Capoeira in Popular Culture - Video Games

Video Games

  • Capoeira Legends: Path to Freedom is a 3D action game created by Brazilian developer Donsoft Entertainment for PC. With a pace a bit more strategic, the game received colsultancy by Escola de Capoeira Água de Beber of Mestre Vuê.
  • One of the earliest video games to make use of capoeira was the 1993 Sega Genesis 2D-fighting game Eternal Champions. In this game, the Atlantian warrior Trident applied the technique in combination with several genre-typical supernatural attacks. As with all characters in the game, Trident's biography in the "Information" menu offered a brief description and history of the fighting style.

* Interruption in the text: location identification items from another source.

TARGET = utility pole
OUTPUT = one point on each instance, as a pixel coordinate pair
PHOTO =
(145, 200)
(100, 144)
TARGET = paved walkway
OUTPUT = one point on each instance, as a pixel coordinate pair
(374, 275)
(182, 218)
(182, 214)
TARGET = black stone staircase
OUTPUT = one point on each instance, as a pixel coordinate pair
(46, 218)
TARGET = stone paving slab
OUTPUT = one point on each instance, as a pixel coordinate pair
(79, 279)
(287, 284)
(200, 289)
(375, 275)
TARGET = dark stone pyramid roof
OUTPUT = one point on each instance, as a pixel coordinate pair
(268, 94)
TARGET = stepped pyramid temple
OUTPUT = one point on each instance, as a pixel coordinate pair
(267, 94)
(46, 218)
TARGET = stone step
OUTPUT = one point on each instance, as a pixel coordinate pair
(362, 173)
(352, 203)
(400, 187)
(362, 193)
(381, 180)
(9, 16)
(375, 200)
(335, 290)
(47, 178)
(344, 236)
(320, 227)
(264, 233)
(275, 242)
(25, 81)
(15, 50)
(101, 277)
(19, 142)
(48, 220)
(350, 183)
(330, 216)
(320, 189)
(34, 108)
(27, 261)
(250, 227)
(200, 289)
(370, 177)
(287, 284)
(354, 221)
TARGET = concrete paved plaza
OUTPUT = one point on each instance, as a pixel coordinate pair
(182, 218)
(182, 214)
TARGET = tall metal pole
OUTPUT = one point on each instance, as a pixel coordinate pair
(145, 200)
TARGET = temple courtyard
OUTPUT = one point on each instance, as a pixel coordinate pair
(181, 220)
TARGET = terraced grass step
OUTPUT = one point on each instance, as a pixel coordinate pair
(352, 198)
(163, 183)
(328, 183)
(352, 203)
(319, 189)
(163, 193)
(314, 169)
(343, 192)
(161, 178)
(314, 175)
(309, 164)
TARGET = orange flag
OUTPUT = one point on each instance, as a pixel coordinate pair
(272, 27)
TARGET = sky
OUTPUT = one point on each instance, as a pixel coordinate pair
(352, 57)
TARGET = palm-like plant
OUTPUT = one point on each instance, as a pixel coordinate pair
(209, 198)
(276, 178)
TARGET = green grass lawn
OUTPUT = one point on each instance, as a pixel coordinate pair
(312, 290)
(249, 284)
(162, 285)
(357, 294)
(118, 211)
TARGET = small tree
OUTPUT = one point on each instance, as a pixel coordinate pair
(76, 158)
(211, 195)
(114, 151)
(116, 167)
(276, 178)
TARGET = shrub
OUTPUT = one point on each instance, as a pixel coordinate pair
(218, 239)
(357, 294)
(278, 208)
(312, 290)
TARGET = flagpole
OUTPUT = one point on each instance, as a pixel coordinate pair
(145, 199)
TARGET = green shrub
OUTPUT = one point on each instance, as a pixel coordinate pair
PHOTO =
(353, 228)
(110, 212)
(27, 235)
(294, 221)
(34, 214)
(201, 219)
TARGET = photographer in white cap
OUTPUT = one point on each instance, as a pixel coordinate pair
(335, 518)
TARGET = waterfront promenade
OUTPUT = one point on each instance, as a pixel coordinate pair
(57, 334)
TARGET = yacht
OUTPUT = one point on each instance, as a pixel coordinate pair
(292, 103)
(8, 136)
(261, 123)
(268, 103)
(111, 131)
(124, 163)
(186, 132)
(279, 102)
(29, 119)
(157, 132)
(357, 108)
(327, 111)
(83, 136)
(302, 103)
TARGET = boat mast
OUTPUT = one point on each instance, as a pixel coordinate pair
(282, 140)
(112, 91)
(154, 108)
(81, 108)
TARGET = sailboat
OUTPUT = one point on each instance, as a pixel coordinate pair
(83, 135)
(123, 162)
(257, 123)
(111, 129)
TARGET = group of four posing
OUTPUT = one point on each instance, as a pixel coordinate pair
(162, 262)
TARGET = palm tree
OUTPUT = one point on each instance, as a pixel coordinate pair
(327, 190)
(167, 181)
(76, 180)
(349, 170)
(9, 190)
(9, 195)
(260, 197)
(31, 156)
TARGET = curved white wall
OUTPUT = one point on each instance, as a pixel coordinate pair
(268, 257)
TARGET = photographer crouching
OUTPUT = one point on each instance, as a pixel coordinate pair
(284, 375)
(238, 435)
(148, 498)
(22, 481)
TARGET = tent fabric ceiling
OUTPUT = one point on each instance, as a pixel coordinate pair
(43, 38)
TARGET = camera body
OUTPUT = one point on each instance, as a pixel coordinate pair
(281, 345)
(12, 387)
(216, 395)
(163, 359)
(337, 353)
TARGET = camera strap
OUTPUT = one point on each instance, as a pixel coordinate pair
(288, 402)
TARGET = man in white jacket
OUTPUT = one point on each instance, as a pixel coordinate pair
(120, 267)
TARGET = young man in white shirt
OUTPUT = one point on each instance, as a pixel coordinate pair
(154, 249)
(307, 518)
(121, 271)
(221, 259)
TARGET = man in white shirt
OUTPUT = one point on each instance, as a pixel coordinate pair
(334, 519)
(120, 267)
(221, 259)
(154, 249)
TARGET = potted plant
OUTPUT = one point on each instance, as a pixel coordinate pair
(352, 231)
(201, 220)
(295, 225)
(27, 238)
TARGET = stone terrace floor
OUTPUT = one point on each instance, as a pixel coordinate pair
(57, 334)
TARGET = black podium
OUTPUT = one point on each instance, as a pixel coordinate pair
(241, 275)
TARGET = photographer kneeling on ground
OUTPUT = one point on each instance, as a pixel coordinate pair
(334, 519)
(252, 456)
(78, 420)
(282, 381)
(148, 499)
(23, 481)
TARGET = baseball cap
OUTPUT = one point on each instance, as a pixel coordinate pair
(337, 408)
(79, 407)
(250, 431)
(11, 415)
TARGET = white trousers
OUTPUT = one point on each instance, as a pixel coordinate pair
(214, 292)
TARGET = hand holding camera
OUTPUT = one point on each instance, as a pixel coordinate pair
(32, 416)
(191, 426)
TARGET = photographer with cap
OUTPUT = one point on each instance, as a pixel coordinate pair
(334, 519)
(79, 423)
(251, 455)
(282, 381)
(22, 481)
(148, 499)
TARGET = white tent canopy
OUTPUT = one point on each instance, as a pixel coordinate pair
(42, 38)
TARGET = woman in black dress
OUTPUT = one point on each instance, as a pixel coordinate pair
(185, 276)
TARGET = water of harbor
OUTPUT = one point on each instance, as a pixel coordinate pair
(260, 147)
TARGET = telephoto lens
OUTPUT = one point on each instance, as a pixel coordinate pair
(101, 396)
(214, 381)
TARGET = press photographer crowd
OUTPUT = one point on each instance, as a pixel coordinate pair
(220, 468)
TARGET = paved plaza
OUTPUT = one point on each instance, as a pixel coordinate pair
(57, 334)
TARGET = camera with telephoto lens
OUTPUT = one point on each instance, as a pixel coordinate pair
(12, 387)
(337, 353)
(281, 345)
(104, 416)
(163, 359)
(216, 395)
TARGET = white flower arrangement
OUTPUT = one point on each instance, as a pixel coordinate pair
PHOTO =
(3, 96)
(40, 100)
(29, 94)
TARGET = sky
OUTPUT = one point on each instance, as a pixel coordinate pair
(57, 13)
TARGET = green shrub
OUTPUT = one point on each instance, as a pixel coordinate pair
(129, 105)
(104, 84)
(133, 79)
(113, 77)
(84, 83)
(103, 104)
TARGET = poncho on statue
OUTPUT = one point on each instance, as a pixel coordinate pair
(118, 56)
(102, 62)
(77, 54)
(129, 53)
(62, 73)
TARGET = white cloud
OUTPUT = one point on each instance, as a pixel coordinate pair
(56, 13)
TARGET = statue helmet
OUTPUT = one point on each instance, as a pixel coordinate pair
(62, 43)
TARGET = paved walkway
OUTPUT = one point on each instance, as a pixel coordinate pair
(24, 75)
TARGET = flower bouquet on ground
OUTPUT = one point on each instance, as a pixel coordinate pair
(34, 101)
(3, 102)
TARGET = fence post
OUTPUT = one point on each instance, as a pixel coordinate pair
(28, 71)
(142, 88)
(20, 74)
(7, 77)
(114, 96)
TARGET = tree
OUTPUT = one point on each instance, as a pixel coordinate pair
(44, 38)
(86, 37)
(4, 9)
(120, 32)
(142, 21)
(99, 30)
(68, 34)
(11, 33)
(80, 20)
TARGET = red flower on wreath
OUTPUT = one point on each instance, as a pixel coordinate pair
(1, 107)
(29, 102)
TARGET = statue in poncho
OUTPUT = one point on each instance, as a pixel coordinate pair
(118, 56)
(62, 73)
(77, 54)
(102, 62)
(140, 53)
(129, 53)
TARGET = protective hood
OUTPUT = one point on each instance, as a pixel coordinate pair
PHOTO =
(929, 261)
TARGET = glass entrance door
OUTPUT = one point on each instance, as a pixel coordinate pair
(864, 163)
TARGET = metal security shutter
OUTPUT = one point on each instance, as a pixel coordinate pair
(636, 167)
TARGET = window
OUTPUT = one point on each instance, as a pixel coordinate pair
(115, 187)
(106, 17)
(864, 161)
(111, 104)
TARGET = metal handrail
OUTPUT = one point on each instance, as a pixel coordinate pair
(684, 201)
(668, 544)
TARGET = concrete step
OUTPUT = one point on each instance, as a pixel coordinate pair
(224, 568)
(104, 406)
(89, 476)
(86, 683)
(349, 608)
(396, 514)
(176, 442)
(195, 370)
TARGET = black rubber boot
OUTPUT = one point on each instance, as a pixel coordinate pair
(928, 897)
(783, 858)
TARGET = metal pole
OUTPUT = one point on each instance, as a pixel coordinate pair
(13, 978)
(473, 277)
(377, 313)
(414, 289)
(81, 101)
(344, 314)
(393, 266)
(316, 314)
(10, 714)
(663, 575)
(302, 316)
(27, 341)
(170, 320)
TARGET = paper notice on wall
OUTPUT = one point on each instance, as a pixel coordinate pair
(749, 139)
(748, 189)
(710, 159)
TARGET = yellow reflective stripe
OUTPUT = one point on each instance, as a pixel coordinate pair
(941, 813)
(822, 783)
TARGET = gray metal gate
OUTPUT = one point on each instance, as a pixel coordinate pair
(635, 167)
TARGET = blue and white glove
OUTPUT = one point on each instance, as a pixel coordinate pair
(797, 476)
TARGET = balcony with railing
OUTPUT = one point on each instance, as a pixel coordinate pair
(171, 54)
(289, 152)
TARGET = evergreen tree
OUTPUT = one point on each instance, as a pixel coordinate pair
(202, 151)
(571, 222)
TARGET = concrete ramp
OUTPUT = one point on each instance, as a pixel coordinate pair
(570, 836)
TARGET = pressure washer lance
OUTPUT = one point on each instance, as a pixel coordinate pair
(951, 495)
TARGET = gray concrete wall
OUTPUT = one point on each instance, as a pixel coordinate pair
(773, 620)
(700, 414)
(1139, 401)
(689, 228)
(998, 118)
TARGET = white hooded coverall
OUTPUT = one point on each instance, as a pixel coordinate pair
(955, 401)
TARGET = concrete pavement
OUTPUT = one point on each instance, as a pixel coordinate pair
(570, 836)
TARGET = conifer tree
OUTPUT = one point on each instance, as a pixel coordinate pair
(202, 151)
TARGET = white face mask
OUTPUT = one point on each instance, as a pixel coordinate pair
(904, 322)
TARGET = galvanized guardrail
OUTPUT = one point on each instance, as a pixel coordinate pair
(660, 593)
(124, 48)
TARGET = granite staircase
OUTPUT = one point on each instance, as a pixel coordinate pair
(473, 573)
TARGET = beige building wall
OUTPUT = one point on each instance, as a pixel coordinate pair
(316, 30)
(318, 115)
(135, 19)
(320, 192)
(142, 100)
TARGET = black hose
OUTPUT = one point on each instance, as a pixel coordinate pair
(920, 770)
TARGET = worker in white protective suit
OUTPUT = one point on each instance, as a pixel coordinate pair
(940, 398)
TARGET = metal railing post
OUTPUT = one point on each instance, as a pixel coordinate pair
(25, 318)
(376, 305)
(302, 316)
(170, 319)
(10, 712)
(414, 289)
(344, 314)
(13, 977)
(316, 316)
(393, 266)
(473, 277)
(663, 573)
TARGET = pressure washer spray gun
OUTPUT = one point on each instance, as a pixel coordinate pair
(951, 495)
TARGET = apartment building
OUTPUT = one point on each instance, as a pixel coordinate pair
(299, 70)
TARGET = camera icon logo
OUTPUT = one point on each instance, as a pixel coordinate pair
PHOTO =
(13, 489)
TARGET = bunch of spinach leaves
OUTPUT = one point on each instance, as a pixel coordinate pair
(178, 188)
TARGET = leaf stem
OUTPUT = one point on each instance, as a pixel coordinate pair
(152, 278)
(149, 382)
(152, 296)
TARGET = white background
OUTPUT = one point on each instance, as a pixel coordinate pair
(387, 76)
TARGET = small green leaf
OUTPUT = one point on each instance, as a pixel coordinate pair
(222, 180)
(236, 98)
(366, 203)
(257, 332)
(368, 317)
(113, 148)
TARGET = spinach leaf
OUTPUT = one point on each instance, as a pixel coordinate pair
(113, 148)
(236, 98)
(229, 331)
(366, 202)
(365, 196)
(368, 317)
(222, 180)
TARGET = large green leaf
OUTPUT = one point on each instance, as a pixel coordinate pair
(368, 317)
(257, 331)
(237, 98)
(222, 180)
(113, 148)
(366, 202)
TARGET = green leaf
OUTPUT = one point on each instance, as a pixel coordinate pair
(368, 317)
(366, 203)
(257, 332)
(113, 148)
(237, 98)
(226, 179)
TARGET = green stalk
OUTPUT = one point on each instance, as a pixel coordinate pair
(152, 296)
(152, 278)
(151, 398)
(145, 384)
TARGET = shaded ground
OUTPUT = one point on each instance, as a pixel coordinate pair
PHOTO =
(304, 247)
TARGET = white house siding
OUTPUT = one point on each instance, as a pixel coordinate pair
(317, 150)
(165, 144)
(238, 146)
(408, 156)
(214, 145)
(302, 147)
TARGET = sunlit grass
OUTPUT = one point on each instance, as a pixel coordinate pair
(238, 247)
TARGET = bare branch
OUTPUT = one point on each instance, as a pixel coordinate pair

  • Martial Arts: Capoeira RPG action game created by Twelve Interactive for PC, Xbox 360 and PS3 launch on 25 November 2011.
  • The Fatal Fury game series has two capoeira fighters, Richard Meyer and Bob Wilson, master and student. Richard Meyer was the first fighting game character to use Capoeira.
  • Eddy Gordo and, later, Christie Monteiro are capoeiristas in the Tekken series.
  • The Street Fighter III series had its own capoeirista, Elena.
  • On Rumble Fighter there is a capoiera fighting style you can choose.
  • Online martial arts game Zone 4 has capoeira as a fighter's type to play with.
  • The series online flash games Capoeira Fighter, focuses on the style
  • In Saints Row 2, once it has been unlocked, the player can choose Capoeira as his/her combat style.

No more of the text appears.